A manhã começou com a análise de narrativas gráficas de perspetivas e autorias diversas, com particular atenção a obras latino-americanas e europeias. Este momento funcionou como ponto de partida para pensar a narrativa gráfica enquanto linguagem, com regras próprias, mas também aberta à ambiguidade e à experimentação.

O período da tarde foi dedicado ao desenvolvimento de um relato gráfico individual. A partir de propostas abertas, os participantes trabalharam temas ligados à memória, à documentação social, à autorreflexão e à ficção especulativa. O desenho surgiu como um dispositivo de mediação: entre experiência subjetiva e significados sociais, entre o implícito e o verbalizado, entre o sensível e o analítico.

Processo, escuta e abertura

Com um percurso que cruza arquitetura, banda desenhada, ilustração e investigação artística, Júlia Barata trouxe para a oficina uma abordagem situada entre práticas artísticas e reflexão crítica. Autora de várias novelas gráficas e com trabalho desenvolvido entre Portugal e Argentina, tem-se dedicado também ao ensino e à orientação de projetos gráficos.

Image 3. Júlia Barata acompanhando uma das participantes (foto: equipa organizadora)

O acompanhamento foi marcado por uma atenção às intenções de cada participante. O desenho foi tratado como um processo emergente de construção de sentido à volta de temas e questões de investigação específicas. Apesar do frio que se sentia na sala, as partilhas coletivas ao longo do dia criaram um espaço de confiança e aprendizagem mútua.

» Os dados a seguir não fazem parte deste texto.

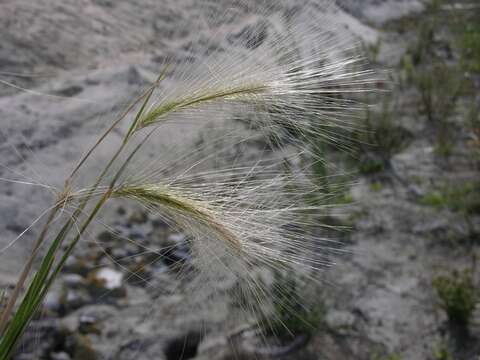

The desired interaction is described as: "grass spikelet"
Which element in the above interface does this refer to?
[0,1,378,360]
[136,3,381,153]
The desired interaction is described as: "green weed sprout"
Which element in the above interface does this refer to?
[0,2,378,360]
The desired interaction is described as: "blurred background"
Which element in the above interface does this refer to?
[0,0,480,360]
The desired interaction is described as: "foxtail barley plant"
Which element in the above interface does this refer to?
[0,3,377,360]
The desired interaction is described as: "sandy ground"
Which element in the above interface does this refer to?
[0,0,448,359]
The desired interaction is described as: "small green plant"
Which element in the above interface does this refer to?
[432,343,454,360]
[355,100,411,174]
[418,182,480,215]
[432,270,478,329]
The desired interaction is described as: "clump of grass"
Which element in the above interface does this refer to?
[432,270,479,331]
[0,2,377,360]
[259,272,326,342]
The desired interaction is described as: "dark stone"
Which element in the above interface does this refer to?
[164,331,203,360]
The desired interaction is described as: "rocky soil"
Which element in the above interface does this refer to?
[0,0,480,360]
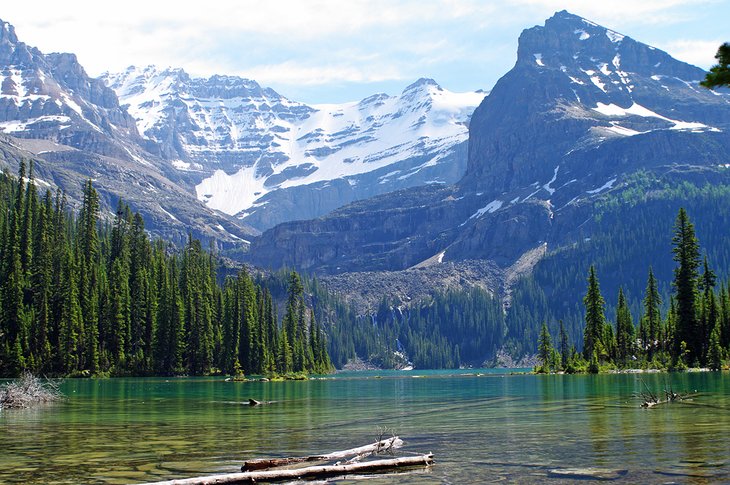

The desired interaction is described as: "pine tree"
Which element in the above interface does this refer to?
[583,266,606,359]
[537,322,553,373]
[672,208,705,363]
[707,325,723,370]
[560,320,570,371]
[616,287,635,366]
[641,268,662,360]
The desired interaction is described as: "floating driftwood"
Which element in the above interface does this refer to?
[136,453,433,485]
[241,436,403,472]
[639,379,690,408]
[0,372,62,408]
[548,467,629,480]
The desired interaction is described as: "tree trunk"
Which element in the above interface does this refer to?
[136,453,433,485]
[241,436,403,472]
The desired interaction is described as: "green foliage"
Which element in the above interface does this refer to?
[700,42,730,89]
[0,168,332,377]
[330,288,504,369]
[537,322,556,374]
[572,209,730,372]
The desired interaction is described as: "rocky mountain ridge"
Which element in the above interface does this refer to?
[0,21,256,244]
[251,11,730,294]
[103,66,478,229]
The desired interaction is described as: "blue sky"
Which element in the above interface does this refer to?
[0,0,730,103]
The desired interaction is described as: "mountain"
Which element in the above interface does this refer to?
[250,11,730,280]
[0,21,257,244]
[103,66,478,229]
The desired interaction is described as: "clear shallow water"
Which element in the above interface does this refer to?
[0,370,730,484]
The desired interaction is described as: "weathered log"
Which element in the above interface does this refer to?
[136,453,433,485]
[241,436,403,472]
[548,467,629,480]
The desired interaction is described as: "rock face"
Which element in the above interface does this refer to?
[463,11,728,198]
[103,66,478,229]
[0,21,257,244]
[250,11,730,274]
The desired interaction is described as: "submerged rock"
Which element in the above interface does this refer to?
[548,467,629,480]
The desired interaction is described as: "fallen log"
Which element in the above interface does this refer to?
[241,436,403,472]
[136,453,433,485]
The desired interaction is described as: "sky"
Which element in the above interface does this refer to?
[0,0,730,104]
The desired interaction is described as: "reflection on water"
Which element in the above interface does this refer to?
[0,371,730,484]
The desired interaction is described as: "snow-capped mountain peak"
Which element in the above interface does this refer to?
[104,66,485,231]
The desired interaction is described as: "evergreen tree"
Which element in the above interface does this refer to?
[640,268,662,360]
[707,325,723,370]
[560,320,571,371]
[672,208,704,363]
[537,322,553,373]
[616,287,635,366]
[583,266,606,359]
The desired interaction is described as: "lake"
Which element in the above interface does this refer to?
[0,370,730,484]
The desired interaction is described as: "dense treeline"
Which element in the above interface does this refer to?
[538,209,730,372]
[505,178,730,356]
[322,288,506,369]
[0,164,331,375]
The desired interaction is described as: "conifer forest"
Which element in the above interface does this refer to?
[0,164,332,376]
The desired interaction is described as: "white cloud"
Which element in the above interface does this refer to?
[512,0,718,27]
[0,0,730,101]
[657,39,724,69]
[240,61,404,86]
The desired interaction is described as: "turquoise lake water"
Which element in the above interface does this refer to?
[0,370,730,484]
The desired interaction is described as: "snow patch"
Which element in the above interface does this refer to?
[459,200,504,227]
[542,165,560,195]
[606,30,625,44]
[591,76,608,93]
[586,178,616,194]
[606,122,645,136]
[592,102,720,132]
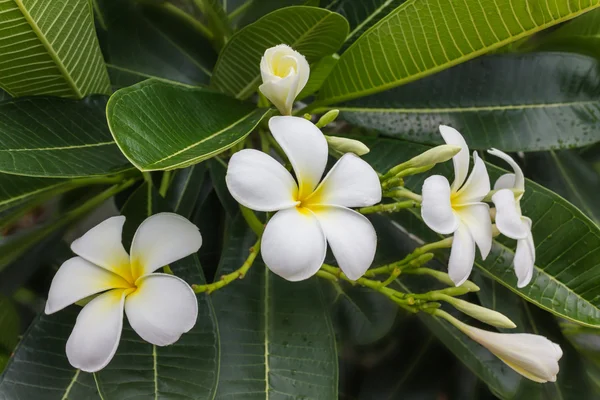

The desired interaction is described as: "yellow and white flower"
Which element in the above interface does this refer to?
[258,44,310,115]
[226,117,381,281]
[488,149,535,288]
[45,213,202,372]
[421,125,492,286]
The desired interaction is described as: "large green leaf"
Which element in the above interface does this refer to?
[365,139,600,327]
[212,218,338,400]
[0,0,110,99]
[106,80,269,171]
[319,0,600,104]
[336,53,600,151]
[96,183,219,400]
[94,0,217,88]
[0,96,131,178]
[210,6,348,99]
[525,150,600,223]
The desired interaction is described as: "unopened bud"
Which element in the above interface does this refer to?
[315,110,340,129]
[325,136,370,156]
[443,297,517,329]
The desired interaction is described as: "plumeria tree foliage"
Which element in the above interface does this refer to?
[0,0,600,400]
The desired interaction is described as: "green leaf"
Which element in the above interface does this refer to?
[0,96,131,178]
[95,183,219,400]
[0,306,101,400]
[364,139,600,327]
[106,80,269,171]
[525,150,600,224]
[335,53,600,152]
[0,0,110,99]
[94,0,217,88]
[212,218,338,400]
[210,6,348,99]
[319,0,599,104]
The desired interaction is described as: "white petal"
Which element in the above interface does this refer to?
[513,217,535,288]
[494,174,515,190]
[312,206,377,281]
[440,125,469,191]
[488,149,525,190]
[492,189,531,239]
[225,149,298,211]
[304,153,381,207]
[448,223,475,286]
[131,213,202,279]
[455,203,492,260]
[261,208,327,281]
[421,175,459,235]
[67,289,128,372]
[269,117,327,199]
[71,216,132,281]
[44,257,131,314]
[125,274,198,346]
[454,151,490,204]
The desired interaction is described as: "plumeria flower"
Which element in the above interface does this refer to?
[488,149,535,288]
[453,320,563,383]
[226,117,381,281]
[46,213,202,372]
[421,125,492,286]
[258,44,310,115]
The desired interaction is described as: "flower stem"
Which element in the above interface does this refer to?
[192,236,261,294]
[358,200,421,214]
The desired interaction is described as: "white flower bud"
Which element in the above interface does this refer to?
[325,136,371,156]
[258,44,310,115]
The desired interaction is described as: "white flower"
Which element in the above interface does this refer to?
[457,322,563,383]
[488,149,535,288]
[226,117,381,281]
[45,213,202,372]
[259,44,310,115]
[421,125,492,286]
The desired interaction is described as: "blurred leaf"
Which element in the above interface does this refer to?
[210,6,348,99]
[0,96,131,177]
[106,80,269,171]
[525,150,600,223]
[364,139,600,327]
[94,0,217,89]
[96,183,219,400]
[0,0,110,99]
[166,164,207,219]
[211,217,338,400]
[318,0,599,104]
[335,53,600,151]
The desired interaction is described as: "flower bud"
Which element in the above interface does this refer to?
[258,44,310,115]
[325,136,371,156]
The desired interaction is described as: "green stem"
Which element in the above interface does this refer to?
[192,236,261,294]
[358,200,421,214]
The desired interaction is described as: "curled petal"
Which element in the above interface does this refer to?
[421,175,459,235]
[304,153,381,207]
[131,213,202,279]
[456,203,493,260]
[454,151,490,204]
[45,257,131,314]
[125,274,198,346]
[71,216,133,282]
[225,149,298,211]
[440,125,469,192]
[448,223,475,286]
[312,206,377,280]
[269,116,327,199]
[492,189,531,239]
[67,289,128,372]
[261,207,327,281]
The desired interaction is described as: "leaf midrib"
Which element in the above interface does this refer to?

Ao longo do processo, tornaram-se visíveis diferentes ritmos e estratégias narrativas. Os trabalhos desenvolvidos abordaram temáticas diversificadas, nomeadamente: práticas de cuidado no contexto dos bancos alimentares, avaliação de projetos culturais, materialidade dos oceanos, origem de migrações portuguesas, exploração da noção de casa em contexto migratório, cumplicidade de ordens religiosas com a violação de mulheres, entre várias outras. Algumas propostas exploraram a sequencialidade clássica da banda desenhada, outras trabalharam a ilustração, houve ainda quem usasse colagens. Em comum esteve a atenção ao traço e à relação dinâmica entre ideia, palavra e imagem.

Experimentar outras linguagens

Num contexto académico frequentemente marcado pelo predomínio do texto linear, oficinas como esta sublinham a importância de criar espaços onde seja possível testar outras formas de pensar e comunicar o social. A narrativa gráfica mostrou-se como uma prática exigente, capaz de articular experiência, análise e imaginação, e não como uma forma simplificada de comunicação.

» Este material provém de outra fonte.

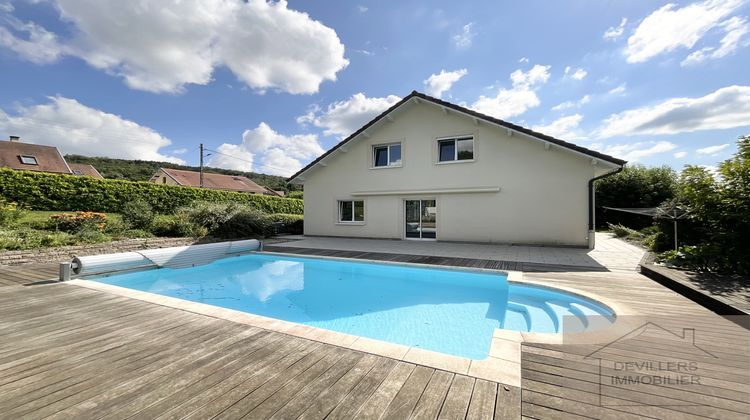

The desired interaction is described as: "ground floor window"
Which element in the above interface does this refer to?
[339,200,365,223]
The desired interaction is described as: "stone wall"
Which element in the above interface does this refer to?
[0,238,205,265]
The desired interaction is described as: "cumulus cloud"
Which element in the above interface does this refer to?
[207,122,324,176]
[597,85,750,137]
[297,92,401,137]
[471,64,550,118]
[591,141,677,162]
[453,22,476,48]
[607,83,627,95]
[0,15,64,64]
[695,143,729,156]
[531,114,583,140]
[602,18,628,41]
[0,96,185,163]
[552,95,591,111]
[565,66,589,80]
[680,16,750,66]
[424,69,468,98]
[0,0,349,94]
[625,0,744,63]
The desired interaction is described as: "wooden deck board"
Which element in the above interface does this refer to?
[0,248,750,419]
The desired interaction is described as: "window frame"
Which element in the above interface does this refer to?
[18,155,39,166]
[370,141,404,169]
[435,134,476,165]
[336,199,367,225]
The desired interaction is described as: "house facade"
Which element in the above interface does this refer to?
[150,168,280,196]
[289,92,626,247]
[0,136,103,178]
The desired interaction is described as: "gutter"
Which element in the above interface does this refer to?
[589,165,625,232]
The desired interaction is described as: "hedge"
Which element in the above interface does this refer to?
[0,168,303,214]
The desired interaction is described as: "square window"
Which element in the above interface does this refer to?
[438,137,474,162]
[372,143,401,168]
[339,200,365,223]
[19,155,39,165]
[438,140,456,162]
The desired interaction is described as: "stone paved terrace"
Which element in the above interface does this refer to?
[273,233,646,271]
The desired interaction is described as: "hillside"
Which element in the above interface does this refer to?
[65,155,299,191]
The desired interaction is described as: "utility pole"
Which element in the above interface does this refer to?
[200,143,203,188]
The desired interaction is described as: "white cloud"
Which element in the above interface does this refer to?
[602,18,628,41]
[1,0,349,94]
[207,122,324,176]
[608,83,627,95]
[680,16,750,66]
[591,141,677,162]
[695,143,729,156]
[552,95,591,111]
[531,114,583,140]
[297,93,401,137]
[0,96,184,163]
[0,15,64,64]
[471,64,550,118]
[565,66,589,80]
[625,0,744,63]
[597,85,750,137]
[424,69,468,98]
[453,22,476,48]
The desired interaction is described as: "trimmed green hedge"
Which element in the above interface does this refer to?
[0,168,303,214]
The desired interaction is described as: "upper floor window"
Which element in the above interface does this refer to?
[438,137,474,162]
[19,155,39,165]
[339,200,365,223]
[372,143,401,168]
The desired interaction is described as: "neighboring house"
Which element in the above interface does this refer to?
[0,136,103,178]
[289,91,626,247]
[150,168,279,195]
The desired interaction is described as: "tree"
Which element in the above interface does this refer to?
[596,165,677,229]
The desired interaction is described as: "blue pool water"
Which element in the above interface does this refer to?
[92,254,613,359]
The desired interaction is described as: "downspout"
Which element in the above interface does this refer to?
[589,166,624,249]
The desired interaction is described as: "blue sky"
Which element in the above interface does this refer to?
[0,0,750,175]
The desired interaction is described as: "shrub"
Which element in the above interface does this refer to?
[151,215,208,238]
[269,213,304,235]
[178,202,274,239]
[0,198,24,226]
[0,168,303,214]
[49,211,107,233]
[120,200,154,230]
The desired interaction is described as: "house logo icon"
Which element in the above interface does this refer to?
[584,322,718,407]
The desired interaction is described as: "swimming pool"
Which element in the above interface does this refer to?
[90,254,614,360]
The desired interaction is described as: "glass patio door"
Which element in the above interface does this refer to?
[404,200,437,239]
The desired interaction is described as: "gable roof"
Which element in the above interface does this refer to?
[68,163,104,178]
[0,141,71,174]
[287,90,627,182]
[159,168,268,194]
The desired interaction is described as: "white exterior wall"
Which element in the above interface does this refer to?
[303,102,613,246]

Os resultados foram reveladores de abordagens e preocupações muito variadas. Partilhamos aqui um conjunto de registos das zines e narrativas gráficas em desenvolvimento, que mostram a pluralidade de processos iniciados ao longo desta oficina.

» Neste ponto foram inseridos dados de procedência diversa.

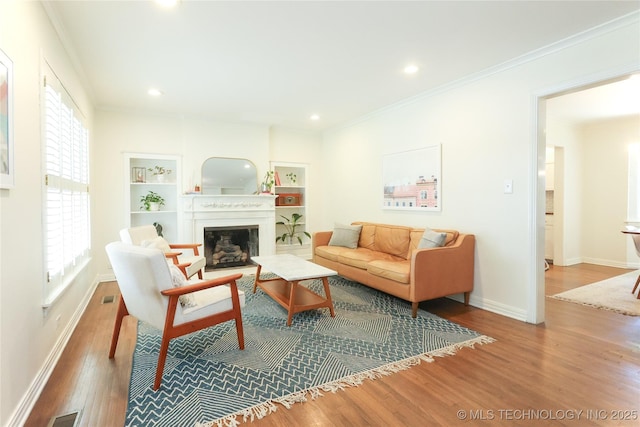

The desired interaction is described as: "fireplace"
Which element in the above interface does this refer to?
[203,225,260,271]
[180,195,276,272]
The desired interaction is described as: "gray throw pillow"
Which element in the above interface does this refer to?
[418,228,447,249]
[329,223,362,249]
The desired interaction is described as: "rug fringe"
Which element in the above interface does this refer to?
[195,335,496,427]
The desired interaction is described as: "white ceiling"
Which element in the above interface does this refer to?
[43,0,640,130]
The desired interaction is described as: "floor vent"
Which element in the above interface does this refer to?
[48,412,80,427]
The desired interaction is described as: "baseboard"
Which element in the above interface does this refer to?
[448,293,527,322]
[582,258,636,268]
[7,277,100,427]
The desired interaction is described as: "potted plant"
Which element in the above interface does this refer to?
[140,191,164,211]
[276,213,311,244]
[260,171,275,193]
[148,165,171,182]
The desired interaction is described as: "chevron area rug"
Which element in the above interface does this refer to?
[550,270,640,316]
[125,276,493,427]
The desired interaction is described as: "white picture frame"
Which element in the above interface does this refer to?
[382,144,442,212]
[0,50,15,188]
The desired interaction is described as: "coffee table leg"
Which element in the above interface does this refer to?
[253,264,262,294]
[287,281,298,326]
[322,277,336,317]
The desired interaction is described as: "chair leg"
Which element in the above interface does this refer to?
[153,331,171,390]
[109,295,129,359]
[631,275,640,299]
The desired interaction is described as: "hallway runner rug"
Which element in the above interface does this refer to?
[125,276,494,427]
[550,271,640,316]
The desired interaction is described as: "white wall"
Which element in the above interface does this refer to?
[323,16,640,320]
[580,116,640,267]
[0,1,96,426]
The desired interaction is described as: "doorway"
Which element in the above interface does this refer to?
[532,70,640,323]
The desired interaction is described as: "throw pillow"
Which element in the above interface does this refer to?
[169,264,198,308]
[140,236,171,253]
[418,227,447,249]
[329,223,362,249]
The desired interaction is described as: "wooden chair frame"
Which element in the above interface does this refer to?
[109,274,244,390]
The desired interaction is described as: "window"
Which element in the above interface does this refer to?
[43,67,91,307]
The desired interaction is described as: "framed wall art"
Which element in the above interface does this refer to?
[0,50,15,188]
[382,144,442,211]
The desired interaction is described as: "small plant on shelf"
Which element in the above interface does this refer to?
[140,191,164,211]
[276,213,311,245]
[260,171,275,193]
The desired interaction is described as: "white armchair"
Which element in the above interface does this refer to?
[106,242,245,390]
[120,225,207,279]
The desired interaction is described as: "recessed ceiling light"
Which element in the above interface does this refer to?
[404,64,419,74]
[154,0,179,9]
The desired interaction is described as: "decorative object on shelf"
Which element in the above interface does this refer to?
[131,168,146,182]
[147,165,171,182]
[276,193,302,206]
[276,213,311,245]
[260,171,275,193]
[140,191,164,211]
[153,222,164,237]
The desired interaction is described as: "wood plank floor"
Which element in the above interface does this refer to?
[26,264,640,427]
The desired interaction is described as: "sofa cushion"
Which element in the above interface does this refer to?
[329,223,362,248]
[407,228,460,259]
[338,248,402,270]
[367,260,411,284]
[353,222,412,258]
[418,228,447,249]
[315,246,353,262]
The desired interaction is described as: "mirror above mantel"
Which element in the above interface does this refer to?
[202,157,258,195]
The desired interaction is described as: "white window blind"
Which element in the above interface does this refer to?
[627,144,640,223]
[43,75,91,306]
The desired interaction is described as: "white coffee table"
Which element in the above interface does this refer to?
[251,254,338,326]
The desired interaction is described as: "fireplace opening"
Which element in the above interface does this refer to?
[204,225,260,271]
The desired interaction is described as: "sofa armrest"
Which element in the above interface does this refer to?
[311,231,333,253]
[411,234,475,301]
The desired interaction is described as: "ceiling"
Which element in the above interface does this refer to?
[42,0,640,130]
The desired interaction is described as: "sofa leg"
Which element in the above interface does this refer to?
[411,302,419,319]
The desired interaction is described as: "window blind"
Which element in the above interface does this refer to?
[43,76,91,306]
[627,144,640,223]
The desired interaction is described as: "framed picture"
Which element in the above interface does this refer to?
[131,168,147,182]
[382,144,442,211]
[0,50,15,188]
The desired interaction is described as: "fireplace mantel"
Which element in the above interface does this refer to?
[180,194,276,255]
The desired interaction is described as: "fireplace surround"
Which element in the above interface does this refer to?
[180,194,276,269]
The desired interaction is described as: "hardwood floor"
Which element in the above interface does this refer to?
[26,264,640,427]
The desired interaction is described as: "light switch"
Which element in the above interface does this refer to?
[504,179,513,194]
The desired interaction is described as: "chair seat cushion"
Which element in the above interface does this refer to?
[182,288,245,325]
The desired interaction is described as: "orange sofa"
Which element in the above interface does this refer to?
[312,222,475,317]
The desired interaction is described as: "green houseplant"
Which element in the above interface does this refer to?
[260,171,275,193]
[276,213,311,245]
[140,191,164,211]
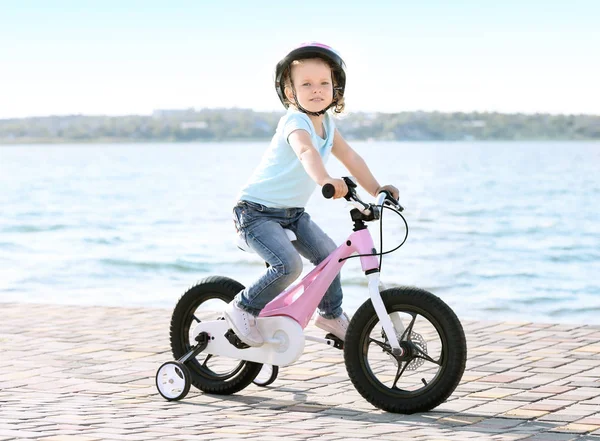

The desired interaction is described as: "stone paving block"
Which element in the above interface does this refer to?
[0,304,600,441]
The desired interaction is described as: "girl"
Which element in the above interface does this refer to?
[225,43,398,346]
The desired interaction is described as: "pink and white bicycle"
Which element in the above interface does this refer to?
[156,178,467,413]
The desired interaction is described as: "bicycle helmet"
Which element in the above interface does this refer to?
[275,42,346,116]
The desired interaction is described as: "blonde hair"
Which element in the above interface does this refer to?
[282,57,346,114]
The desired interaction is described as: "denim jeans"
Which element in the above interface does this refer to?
[233,201,342,318]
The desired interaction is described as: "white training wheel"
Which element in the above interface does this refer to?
[156,361,192,401]
[252,364,279,387]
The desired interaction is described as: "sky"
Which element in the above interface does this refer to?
[0,0,600,118]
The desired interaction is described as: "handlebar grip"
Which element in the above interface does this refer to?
[321,184,335,199]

Imagem 4. Zines e narrativas gráficas desenvolvidas durante a oficina (fotos: equipa organizadora)

Um agradecimento especial a todas e todos os participantes pelo envolvimento e generosidade nas partilhas, bem como ao Arquivo de História Social pelo apoio. Esperamos que esta oficina seja apenas o início de novas experiências em torno das narrativas gráficas nas ciências sociais no ICS.

Jussara Rowland é socióloga e investigadora auxiliar no INESC-ID, onde é coordenadora executiva da linha de investigação Societal Digital Transformation. É também professora auxiliar convidada no Instituto Superior Técnico e investigadora associada no ICS-ULisboa.

Júlia Barata é arquiteta e autora portuguesa de banda desenhada, residindo atualmente em Buenos Aires. Desenvolve trabalho nas áreas da banda desenhada, ilustração e animação experimental, e leciona banda desenhada e clínica de projeto gráfico em diferentes contextos e instituições.

Inês Ponte é antropóloga e investigadora auxiliar no ICS-ULisboa. Desde fevereiro de 2023, é coordenadora científica do Arquivo de História Social, infraestrutura de investigação do ICS-ULisboa, articulando investigação, arquivos e memória social.